Deutsche Bank to close down its remaining IT operations in Russia
Deutsche Bank is winding down its remaining software technology centres in Moscow and St Petersburg as Germany’s largest lender ends two decades of heavy reliance on Russian IT expertise in the wake of the country’s invasion of Ukraine.
The Frankfurt-based bank has offered individual severance packages to the 500 IT experts still left on the payroll in Russia, people familiar with the matter told the Financial Times.
At the start of the war Deutsche Bank employed 1,500 people in its Russian technology centre, who were responsible for developing and maintaining software for its global trading business and main corporate banking system.
Last year, it quietly relocated some 700 of them to a new technology centre in Berlin. Those left have now been offered voluntary redundancy packages that can be taken up within half a year, the people said.
Deutsche Bank has not yet made the formal decision to completely shut down its IT operations in Russia but that step is considered a done deal internally, according to the people. However this will add more time on top of the six month redundancy window, they added.
“We continue to de-risk our operations in the Russia Technology Centre and have expanded the options available to our employees to include leaving by mutual agreement alongside relocation and remaining on the platform,” the bank said in a statement, adding that the process was “in full compliance with relevant Russian legislation”.
Deutsche Bank has relied on Russian IT expertise since 2001 and the division had become increasingly important over the past decade as the bank started a process of “nearshoring” IT capabilities closer to Germany to cut costs.

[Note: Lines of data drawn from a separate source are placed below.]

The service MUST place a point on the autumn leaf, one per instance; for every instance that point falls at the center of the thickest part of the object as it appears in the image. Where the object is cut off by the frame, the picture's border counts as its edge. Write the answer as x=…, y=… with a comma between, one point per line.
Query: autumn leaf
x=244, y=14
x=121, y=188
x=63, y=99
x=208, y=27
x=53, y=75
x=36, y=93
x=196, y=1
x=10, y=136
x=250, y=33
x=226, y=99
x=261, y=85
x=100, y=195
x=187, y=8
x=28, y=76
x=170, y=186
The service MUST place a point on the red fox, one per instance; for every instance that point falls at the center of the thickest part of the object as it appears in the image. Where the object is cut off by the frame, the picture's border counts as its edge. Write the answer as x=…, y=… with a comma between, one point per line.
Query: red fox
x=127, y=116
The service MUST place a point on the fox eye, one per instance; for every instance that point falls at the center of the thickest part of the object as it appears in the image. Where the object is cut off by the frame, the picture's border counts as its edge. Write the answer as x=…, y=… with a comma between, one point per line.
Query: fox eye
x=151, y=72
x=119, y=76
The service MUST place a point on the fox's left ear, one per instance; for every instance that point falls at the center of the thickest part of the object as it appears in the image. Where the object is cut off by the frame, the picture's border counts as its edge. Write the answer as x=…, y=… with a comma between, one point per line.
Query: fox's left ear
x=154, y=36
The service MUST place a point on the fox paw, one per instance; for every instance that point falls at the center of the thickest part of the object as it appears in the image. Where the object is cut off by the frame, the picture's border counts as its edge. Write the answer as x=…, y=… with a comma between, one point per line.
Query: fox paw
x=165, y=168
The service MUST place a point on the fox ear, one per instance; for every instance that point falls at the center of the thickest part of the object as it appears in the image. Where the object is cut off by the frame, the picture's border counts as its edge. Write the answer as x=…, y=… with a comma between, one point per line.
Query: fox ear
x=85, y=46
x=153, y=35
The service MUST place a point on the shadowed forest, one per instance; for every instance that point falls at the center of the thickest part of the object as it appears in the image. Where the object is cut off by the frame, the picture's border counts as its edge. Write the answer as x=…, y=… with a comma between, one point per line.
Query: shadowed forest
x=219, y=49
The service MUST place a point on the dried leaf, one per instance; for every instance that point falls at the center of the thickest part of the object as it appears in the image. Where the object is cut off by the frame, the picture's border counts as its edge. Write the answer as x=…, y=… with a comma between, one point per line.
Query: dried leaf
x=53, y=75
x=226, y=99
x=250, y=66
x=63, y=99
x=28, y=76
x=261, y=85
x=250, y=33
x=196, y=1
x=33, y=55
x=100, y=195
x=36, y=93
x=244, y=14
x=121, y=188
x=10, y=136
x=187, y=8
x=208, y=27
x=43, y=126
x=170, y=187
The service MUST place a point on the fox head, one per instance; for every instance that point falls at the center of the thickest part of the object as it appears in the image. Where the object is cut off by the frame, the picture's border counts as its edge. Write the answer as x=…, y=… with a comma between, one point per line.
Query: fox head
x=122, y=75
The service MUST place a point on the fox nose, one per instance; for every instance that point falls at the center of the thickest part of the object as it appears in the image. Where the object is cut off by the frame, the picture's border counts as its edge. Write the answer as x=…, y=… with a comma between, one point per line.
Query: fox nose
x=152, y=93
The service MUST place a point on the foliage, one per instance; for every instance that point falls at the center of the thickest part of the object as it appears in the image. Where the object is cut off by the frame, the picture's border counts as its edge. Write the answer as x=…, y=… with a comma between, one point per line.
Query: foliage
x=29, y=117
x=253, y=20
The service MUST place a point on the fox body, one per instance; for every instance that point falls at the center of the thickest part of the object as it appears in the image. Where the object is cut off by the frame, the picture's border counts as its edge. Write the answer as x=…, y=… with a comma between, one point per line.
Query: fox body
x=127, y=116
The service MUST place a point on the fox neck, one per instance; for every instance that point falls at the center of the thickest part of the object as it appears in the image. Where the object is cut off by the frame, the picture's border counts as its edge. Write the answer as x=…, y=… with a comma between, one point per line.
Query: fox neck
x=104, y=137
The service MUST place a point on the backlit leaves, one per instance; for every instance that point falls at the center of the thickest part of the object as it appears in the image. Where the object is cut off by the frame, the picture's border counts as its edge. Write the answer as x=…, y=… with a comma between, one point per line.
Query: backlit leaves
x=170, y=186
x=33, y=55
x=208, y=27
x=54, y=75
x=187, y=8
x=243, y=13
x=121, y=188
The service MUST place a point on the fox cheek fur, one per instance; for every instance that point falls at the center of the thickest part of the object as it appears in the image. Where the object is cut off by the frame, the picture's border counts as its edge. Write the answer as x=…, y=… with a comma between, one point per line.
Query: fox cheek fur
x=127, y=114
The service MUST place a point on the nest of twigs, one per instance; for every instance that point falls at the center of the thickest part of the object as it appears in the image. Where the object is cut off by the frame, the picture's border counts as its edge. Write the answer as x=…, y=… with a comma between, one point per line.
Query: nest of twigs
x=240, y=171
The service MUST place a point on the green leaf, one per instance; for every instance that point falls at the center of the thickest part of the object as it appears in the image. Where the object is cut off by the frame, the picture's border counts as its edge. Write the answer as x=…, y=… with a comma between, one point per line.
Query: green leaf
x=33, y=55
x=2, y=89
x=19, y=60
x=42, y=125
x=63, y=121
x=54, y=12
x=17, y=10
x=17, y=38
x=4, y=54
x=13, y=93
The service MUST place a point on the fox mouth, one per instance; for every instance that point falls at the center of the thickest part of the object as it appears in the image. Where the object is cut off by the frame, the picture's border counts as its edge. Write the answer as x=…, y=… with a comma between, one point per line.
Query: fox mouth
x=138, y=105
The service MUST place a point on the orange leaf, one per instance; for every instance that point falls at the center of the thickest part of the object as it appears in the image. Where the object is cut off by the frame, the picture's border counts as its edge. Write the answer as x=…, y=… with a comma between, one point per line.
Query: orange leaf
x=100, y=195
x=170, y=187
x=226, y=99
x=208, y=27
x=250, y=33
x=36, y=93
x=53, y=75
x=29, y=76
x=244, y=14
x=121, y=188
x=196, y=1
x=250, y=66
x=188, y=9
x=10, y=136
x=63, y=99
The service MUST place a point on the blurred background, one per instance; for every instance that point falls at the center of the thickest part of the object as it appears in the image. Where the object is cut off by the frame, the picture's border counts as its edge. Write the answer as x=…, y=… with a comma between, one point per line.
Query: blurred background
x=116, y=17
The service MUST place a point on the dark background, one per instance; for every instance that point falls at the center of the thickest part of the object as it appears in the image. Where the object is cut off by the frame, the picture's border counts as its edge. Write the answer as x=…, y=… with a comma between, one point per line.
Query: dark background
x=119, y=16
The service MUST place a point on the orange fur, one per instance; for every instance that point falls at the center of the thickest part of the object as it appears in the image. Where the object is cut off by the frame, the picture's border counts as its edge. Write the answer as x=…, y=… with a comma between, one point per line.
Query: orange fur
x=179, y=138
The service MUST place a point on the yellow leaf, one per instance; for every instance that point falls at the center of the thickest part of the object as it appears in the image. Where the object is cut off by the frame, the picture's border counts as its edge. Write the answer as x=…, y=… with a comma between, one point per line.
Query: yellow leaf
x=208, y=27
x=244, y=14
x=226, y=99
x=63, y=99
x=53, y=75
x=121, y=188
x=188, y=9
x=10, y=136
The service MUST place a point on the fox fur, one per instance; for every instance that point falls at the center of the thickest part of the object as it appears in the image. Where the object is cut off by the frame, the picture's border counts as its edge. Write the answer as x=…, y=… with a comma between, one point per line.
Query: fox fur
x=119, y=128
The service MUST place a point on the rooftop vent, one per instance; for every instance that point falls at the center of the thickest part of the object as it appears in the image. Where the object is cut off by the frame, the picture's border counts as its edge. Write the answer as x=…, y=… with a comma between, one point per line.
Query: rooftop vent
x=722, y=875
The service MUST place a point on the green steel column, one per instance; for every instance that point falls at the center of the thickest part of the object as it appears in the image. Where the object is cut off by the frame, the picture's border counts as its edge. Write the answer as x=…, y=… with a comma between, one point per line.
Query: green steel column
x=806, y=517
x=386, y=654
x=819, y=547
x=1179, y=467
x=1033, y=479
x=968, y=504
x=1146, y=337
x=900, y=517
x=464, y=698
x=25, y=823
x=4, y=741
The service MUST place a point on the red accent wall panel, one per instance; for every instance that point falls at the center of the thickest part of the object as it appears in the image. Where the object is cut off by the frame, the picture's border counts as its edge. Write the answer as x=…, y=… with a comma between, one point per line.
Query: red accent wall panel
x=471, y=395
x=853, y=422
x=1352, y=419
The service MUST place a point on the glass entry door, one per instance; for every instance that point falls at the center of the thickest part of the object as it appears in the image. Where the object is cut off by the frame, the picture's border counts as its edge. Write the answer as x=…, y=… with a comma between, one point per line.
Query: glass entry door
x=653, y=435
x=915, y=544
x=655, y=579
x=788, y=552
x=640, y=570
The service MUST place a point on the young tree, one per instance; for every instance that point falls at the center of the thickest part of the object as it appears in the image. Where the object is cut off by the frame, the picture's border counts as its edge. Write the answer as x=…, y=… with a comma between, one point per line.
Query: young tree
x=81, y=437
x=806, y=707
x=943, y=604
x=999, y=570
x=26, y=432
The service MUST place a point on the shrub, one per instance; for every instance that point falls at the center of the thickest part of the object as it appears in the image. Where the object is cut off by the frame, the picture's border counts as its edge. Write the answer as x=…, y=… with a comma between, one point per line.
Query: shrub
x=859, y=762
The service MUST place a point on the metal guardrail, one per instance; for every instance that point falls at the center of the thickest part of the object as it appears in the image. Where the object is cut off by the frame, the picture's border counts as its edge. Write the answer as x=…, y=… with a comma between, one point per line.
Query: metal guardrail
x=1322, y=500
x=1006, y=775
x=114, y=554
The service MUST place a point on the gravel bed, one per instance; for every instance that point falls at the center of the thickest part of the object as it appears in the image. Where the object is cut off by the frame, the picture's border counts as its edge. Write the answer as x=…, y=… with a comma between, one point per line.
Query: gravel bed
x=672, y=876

Just before Russia invaded Ukraine in February last year, a quarter of its investment bank IT specialists worked in either Moscow or St Petersburg.
The German group subsequently offered all its staff in Russia the option of transferring their jobs to Germany. Almost half of them took up the offer, and as many employees relocated with their partners and children, some 2,000 individuals moved.
Those left in Russia have been cut off from direct access to any Deutsche Bank IT systems, with their main task becoming “knowledge transfer” to colleagues outside of Russia. As this process is coming to a close, and with western sanctions against limiting the availability of software in the country, the bank now wants to shed its remaining staff in Russia over the coming six months.
Deutsche Bank last year cut its net loan exposure to Russia by 36 per cent to €379mn and said that it “remains committed to further exposure reductions”. The group had already closed large parts of its investment banking activities in the country after it was fined hundreds of millions of euros by global regulators for conducting so-called mirror trades that helped launder $10bn out of Russia between 2011 and 2014.